Au centre de la pièce un fourneau pétillait. Sur un côté, une haute et large cheminée se dressait ; mais ce matin-là la cheminée était sans feu, le fourneau à lui seul fournissait suffisamment de chaleur. Plus loin, un buffet ; ici, une huche en bois blanc que recouvrait une sorte de tapis de toile jaune ; là, une haute armoire… enfin, l’ameublement se terminait par des escabeaux, des bancs et deux bergères larges et profondes.

La jeune femme approcha l’une des bergères près du fourneau et dit, invitant le visiteur :

— Voilà pour vous, Maître Jean.

— Merci, belle et ravissante Chouette, tu es vraiment une fille excellente. Ah ! ce chanceux de Pinchot !…

— Et ajoutez bien, Maître Jean : chanceuse de Chouette, fit le maître de la maison en riant. Enfin, poursuivit-il, n’a-t-elle pas eu le choix heureux de mettre la main sur un garçon de mon tempérament ?

Et Pinchot riait plus fort, il riait d’un cœur large et généreux. Son rire était joyeusement accordé et soutenu par le rire de la jeune femme. Maître Jean, lui, comme à son habitude, se bornait à sourire.

Qui était ce Pinchot ?

Il venait d’une lointaine paroisse de la rive Sud du Saint-Laurent, par en-bas comme on disait, et il était issu d’une famille de paysans canadiens. À l’âge de treize ans, il avait déserté le toit paternel et les champs pour venir se réfugier à Québec, car Pinchot ne possédait aucun goût pour la culture du sol. D’un physique précoce et d’une stature avancée pour son âge — car on lui aurait alors donné dix-huit ans — il s’était jeté dans les rudes métiers. Quelque peu fainéant, par nature, il n’avait pas réussi. Apprenti maçon d’abord, il avait été bientôt renvoyé par son patron, parce que, sur le matin, Pinchot dormait un peu plus que de raison et venait toujours en retard sur le chantier. Là, la patronne l’avait surnommé Flandrin et le nom lui était resté. Quoiqu’il s’appelât en réalité Polydor de par son baptême, on ne l’avait plus appelé par la suite que Flandrin Pinchot. Après avoir été mis à la porte par le maçon, il avait pratiqué tous les métiers jusqu’à l’âge de 25 ans. Alors il avait réussi à obtenir une place de portier au Château Saint-Louis, sous le gouvernement de M. de Mésy. Le métier, quoique peu payant, était facile et bon. Là, Pinchot pouvait dormir tout son soûl, car ses heures de service commençaient à neuf heures du matin pour se terminer à cinq heures du soir. Plus tard, sous M. de Courcelle, il obtint le poste de garde-geôlier en second dans les salles basses du Château, là où l’on enfermait les malandrins, voleurs, escarpes, tire-laine, meurtriers, et tous ceux-là, bref, qui manquaient aux prescriptions de la loi ou contrevenaient aux édits, ordonnances et autres.
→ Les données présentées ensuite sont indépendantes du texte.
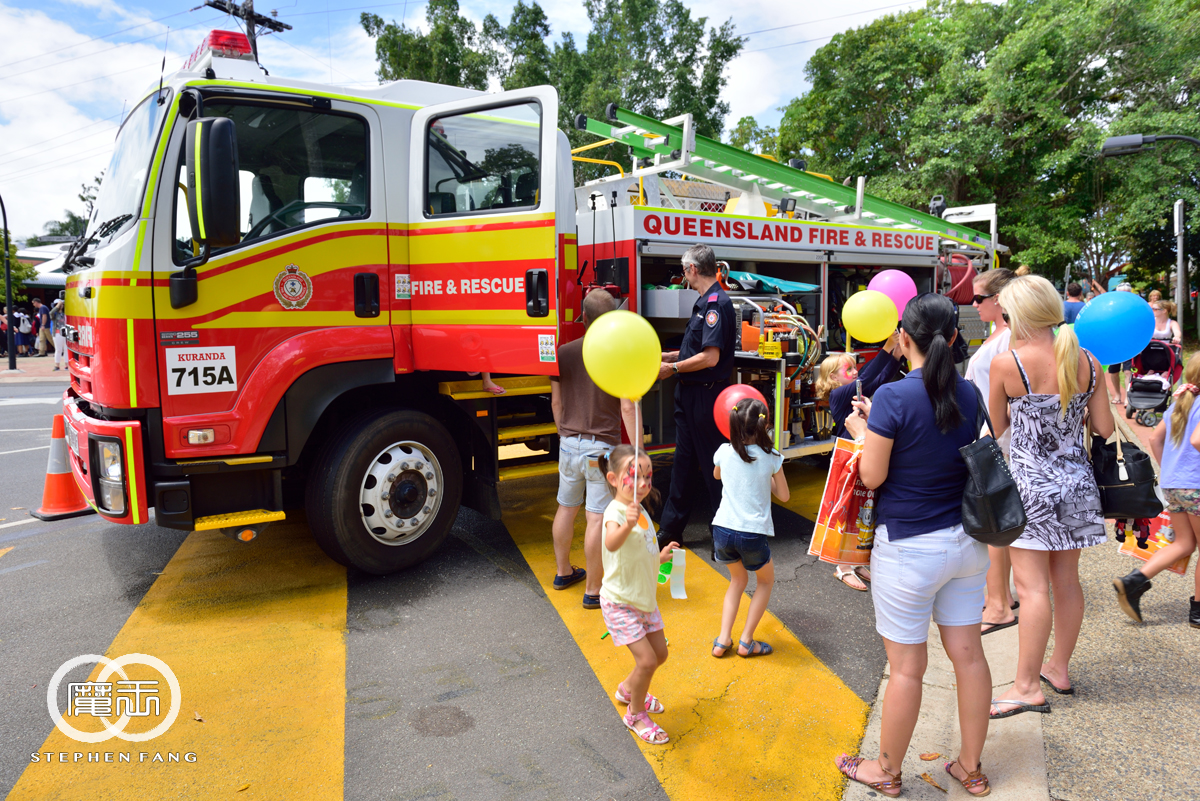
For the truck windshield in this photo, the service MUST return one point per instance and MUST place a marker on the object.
(121, 191)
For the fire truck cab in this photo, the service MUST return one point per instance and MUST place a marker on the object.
(285, 285)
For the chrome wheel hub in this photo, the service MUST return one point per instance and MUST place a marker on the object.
(401, 493)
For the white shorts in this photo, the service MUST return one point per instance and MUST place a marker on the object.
(940, 574)
(579, 475)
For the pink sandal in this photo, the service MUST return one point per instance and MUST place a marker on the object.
(849, 765)
(653, 705)
(652, 734)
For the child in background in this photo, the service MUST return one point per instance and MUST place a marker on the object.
(1175, 443)
(750, 469)
(629, 591)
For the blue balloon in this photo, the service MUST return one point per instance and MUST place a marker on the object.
(1115, 326)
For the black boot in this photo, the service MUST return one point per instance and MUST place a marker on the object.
(1129, 591)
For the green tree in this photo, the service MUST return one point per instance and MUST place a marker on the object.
(1008, 103)
(520, 52)
(748, 134)
(453, 52)
(22, 271)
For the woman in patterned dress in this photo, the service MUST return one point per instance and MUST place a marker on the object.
(1043, 391)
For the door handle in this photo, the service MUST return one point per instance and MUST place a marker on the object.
(366, 294)
(537, 293)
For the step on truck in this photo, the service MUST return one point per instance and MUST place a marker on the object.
(286, 293)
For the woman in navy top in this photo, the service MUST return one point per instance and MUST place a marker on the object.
(924, 565)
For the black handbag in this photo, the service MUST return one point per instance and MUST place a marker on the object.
(1126, 479)
(993, 511)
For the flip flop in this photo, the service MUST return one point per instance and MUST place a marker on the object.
(849, 573)
(1068, 691)
(996, 627)
(763, 649)
(1020, 706)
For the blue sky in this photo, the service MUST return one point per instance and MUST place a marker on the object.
(70, 68)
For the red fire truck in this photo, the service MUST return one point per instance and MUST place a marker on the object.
(285, 288)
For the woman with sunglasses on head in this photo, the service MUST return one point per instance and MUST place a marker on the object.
(997, 612)
(1043, 391)
(923, 564)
Ce poste avait plu particulièrement à Pinchot, parce que son titulaire était investi du droit de porter la rapière et le pistolet ; et Pinchot aimait les armes, bien que, à la vérité, il ne se sentit pas beaucoup d’attrait pour le métier militaire. Mais à quoi bon porter rapière et pistolet, si l’on ne sait se servir adroitement de ces armes ? C’est vrai. Seulement, voilà : il n’y avait que deux gardes-geôliers, et le premier, qui se donnait pompeusement le nom de « Capitaine », se trouvait être une sorte de batteur de fer, matamore, capitan, lequel, d’une remarquable habileté aux armes, avait enseigné à Pinchot l’art de manœuvrer. Et lui, Pinchot, qui ne manquait pas de talent, apprit cet art en peu de temps et bientôt il surpassait son maître. Au cours de la dernière année du gouvernement de M. de Courcelle, l’associé de Pinchot avait été trouvé, un matin et sur la place même du Château, baignant dans une mare de sang et trépassé. Bagarre ? Non. Car son crâne avait été nettement scalpé, ce qui permit de penser qu’il avait été la victime d’un traître sauvage… un sauvage qui, pour une raison inconnue, avait exercé contre le matamore une sournoise vengeance.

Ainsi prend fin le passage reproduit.